[세미나] 전원배 교수님

Modeling studies on chemical production/loss of PM2.5 and O3 during their long-range transport

#### 전원배 교수님 (부산대학교) #### 2021년 11월 05일 (금) 16:00 #### Zoom
#### Abstract The first study investigates the production/loss of sulfate on the sea surface during its transport from Eastern China to South Korea. Results of the CMAQ simulation show high sulfate (SO42-) concentrations over the sea surface areas between Eastern China and South Korea despite nearly zero emissions. The results from a quantitative analysis using the integrated process rate (IPR) in CMAQ suggest that increasing SO42- concentrations during the transport was mainly attributable to chemical SO42- productions.

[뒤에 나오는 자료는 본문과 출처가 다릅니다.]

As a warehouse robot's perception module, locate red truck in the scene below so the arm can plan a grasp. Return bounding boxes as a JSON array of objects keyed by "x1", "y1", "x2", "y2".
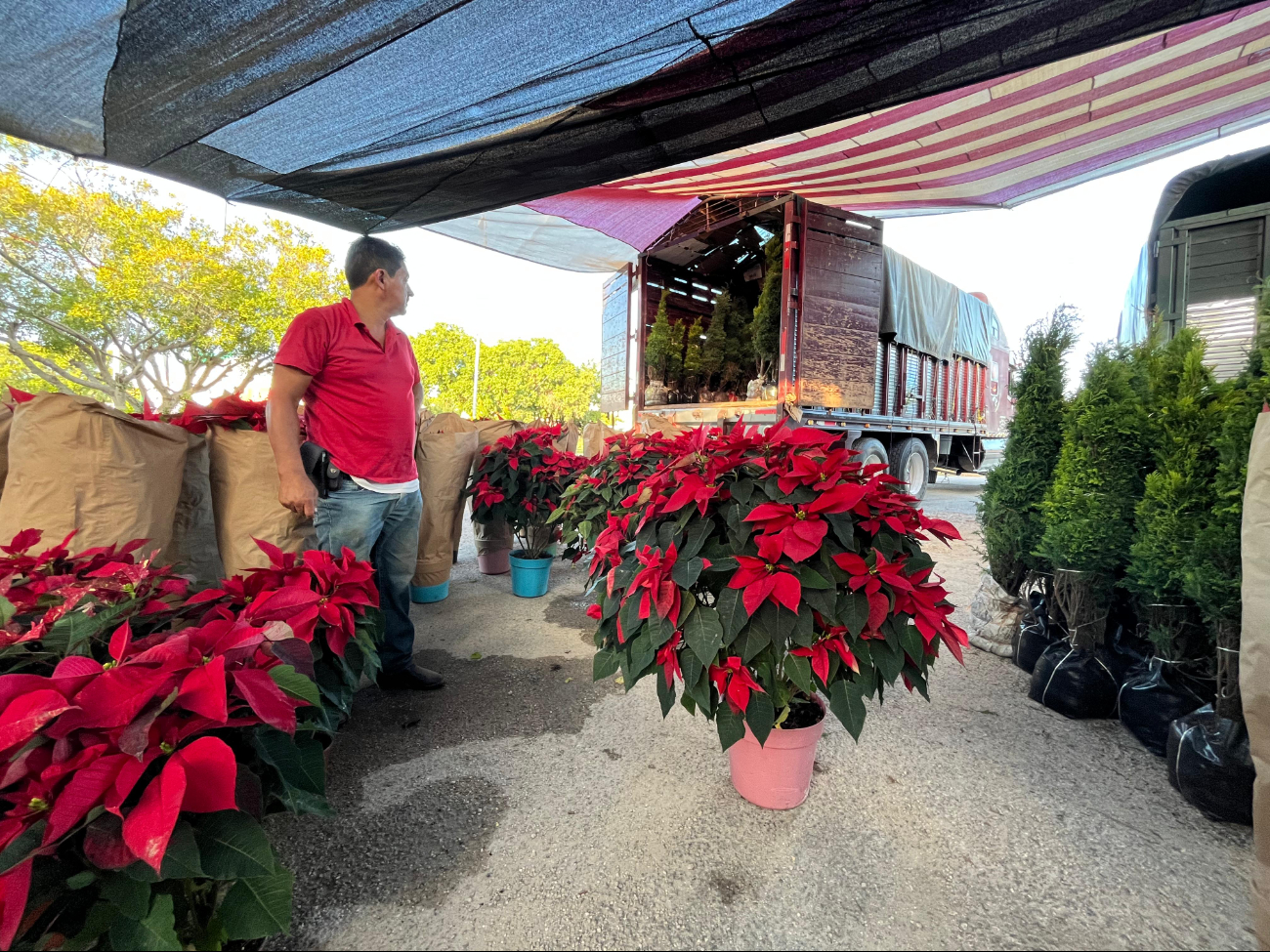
[{"x1": 601, "y1": 195, "x2": 1013, "y2": 498}]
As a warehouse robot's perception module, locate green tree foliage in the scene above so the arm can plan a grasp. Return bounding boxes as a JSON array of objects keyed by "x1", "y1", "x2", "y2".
[
  {"x1": 701, "y1": 291, "x2": 753, "y2": 391},
  {"x1": 701, "y1": 295, "x2": 731, "y2": 390},
  {"x1": 683, "y1": 317, "x2": 703, "y2": 385},
  {"x1": 1037, "y1": 347, "x2": 1152, "y2": 587},
  {"x1": 1184, "y1": 306, "x2": 1270, "y2": 635},
  {"x1": 1125, "y1": 327, "x2": 1220, "y2": 604},
  {"x1": 410, "y1": 324, "x2": 480, "y2": 414},
  {"x1": 715, "y1": 292, "x2": 754, "y2": 396},
  {"x1": 411, "y1": 324, "x2": 600, "y2": 422},
  {"x1": 975, "y1": 306, "x2": 1079, "y2": 596},
  {"x1": 644, "y1": 291, "x2": 680, "y2": 386},
  {"x1": 0, "y1": 140, "x2": 344, "y2": 410},
  {"x1": 749, "y1": 235, "x2": 784, "y2": 382}
]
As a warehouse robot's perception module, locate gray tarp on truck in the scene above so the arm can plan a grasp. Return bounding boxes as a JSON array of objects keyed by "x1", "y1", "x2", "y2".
[{"x1": 879, "y1": 246, "x2": 1006, "y2": 363}]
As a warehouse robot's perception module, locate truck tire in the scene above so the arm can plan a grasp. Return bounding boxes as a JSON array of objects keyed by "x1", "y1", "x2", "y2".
[
  {"x1": 890, "y1": 436, "x2": 931, "y2": 499},
  {"x1": 851, "y1": 436, "x2": 888, "y2": 466}
]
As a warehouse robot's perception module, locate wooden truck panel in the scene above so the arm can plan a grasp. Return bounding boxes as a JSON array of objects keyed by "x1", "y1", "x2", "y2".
[{"x1": 783, "y1": 198, "x2": 883, "y2": 407}]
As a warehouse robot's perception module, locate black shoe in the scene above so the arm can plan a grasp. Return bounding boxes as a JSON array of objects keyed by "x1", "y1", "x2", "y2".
[{"x1": 378, "y1": 665, "x2": 445, "y2": 690}]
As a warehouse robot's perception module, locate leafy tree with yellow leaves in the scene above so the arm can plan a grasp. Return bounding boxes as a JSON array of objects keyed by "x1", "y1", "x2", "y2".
[{"x1": 0, "y1": 140, "x2": 346, "y2": 410}]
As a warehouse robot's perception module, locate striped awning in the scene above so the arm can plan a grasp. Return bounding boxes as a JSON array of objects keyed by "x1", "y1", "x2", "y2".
[
  {"x1": 436, "y1": 3, "x2": 1270, "y2": 269},
  {"x1": 0, "y1": 0, "x2": 1256, "y2": 230}
]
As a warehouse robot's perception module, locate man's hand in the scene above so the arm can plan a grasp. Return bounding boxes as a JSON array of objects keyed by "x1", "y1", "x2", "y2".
[
  {"x1": 268, "y1": 364, "x2": 318, "y2": 519},
  {"x1": 278, "y1": 474, "x2": 318, "y2": 519}
]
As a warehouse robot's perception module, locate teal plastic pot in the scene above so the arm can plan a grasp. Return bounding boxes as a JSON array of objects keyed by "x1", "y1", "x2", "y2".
[
  {"x1": 511, "y1": 555, "x2": 555, "y2": 598},
  {"x1": 410, "y1": 579, "x2": 449, "y2": 605}
]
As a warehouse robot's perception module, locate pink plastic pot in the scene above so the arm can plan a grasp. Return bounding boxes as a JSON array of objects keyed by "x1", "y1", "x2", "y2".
[
  {"x1": 728, "y1": 698, "x2": 825, "y2": 809},
  {"x1": 477, "y1": 549, "x2": 512, "y2": 575}
]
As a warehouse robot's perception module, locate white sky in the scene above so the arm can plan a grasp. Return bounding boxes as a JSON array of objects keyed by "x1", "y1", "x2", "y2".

The chemical production of SO42- over the Yellow Sea can primarily be attributed to the “aerosol process”, which is mainly dependent on weather conditions (e.g., temperature and wind speed) and concentrations of precursors such as SO2 and OH. The results of the analysis of the mechanism of SO42- formation using the Sulfur Tracking Model (STM) show that most chemical SO42- production on the surface of the Yellow Sea is the result of the aqueous-phase chemical reactions following the SO2 oxidation reaction (OH + SO2 → H2SO4 + HO2). The second study presents an analysis of high surface ozone (O3) episodes occurring in a rural area (Chuncheon), which is situated 70 km to the prevailing westerly downwind direction of Seoul Metropolitan Area. Although Chuncheon has much lower emission levels than Seoul, the daily mean and maximum O3 levels were higher in Chuncheon than those in Seoul during the episode days. Results of CMAQ simulation demonstrate that the O3 concentration in the air mass moving from Seoul to Chuncheon was very sensitive to the concentration of nitrogen oxide (NOx) because of abundant biogenic volatile organic compounds (BVOCs). The IPR results also show that the NOx emitted from Seoul strongly affected the high O3 levels over its downwind area, mainly with local BVOC emissions. The produced O3 was gradually accumulated during its transport downwind, leading to an O3 concentration maximum at Chuncheon.